BY MATT HOWELL
Their weapons of construction included markers, serrated knives and scoops. Their battleground was the Sanctuary. Their prize was glory, and some cash.
A Conestoga Students Inc. pumpkin-carving contest took place in the Sanc on Oct. 28 and showcased some students varying takes on the classic jack-o’-lantern.
Six students took over the stage and tightly-wrapped tables as they battled wits and the clock to carve the pumpkin of their choosing. The pumpkins were donated by Chartwells, the company that oversees food services at the college.

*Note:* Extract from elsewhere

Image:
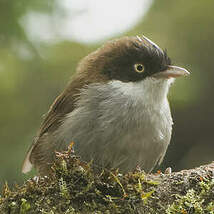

The judges consisted of members of CSI who were looking for a couple of things in a winner. Samantha Schwier, CSI programming co-ordinator, was the voice for the judges’ panel, and described what she was looking for in a first-place pumpkin.
“Creativity, cleanliness and how pristine the cuts are. That’s what I’m looking for,” Schwier said.
The participants, who were given only 90 minutes to create a masterpiece, looked intensely at their pumpkins as they made their cuts and incisions. Some had friends there for moral support, while others wore headphones and seemed almost in a Zen-like state.
Kristen Woodfine, a design foundations student, chose to mingle and get advice from a couple of her friends while she worked on her math-inspired pumpkin that featured the symbol for Pi.
“It’s pumpkin pi,” she said with a huge grin.
Other contenders were going for a more artistic look like Steven Curtis, a first-year bachelor of design student.
“I’m actually working on Edvard Munch’s The Scream in pumpkin form,” he said.
The tension rose as the deadline approached. Spectators were making their own choices for which pumpkin should win, as they walked back and forth in front of the six contenders.
Finally the moment everyone was waiting for happened. The announcement of the winners brought a rare hush over the crowd.
First place and $100 went to Derek (who didn’t want his last name used), a second-year business marketing student, whose jack-o’-lantern resembled a tribal war god with horns. When asked what he was going to do with the winnings, he replied with the cheeky answer of “buy more pumpkins.”
Second place and $75 went to Woodfine and her “pumpkin Pi,” while Sandy Pham, a first-year intro to business management student, took home third place and $50.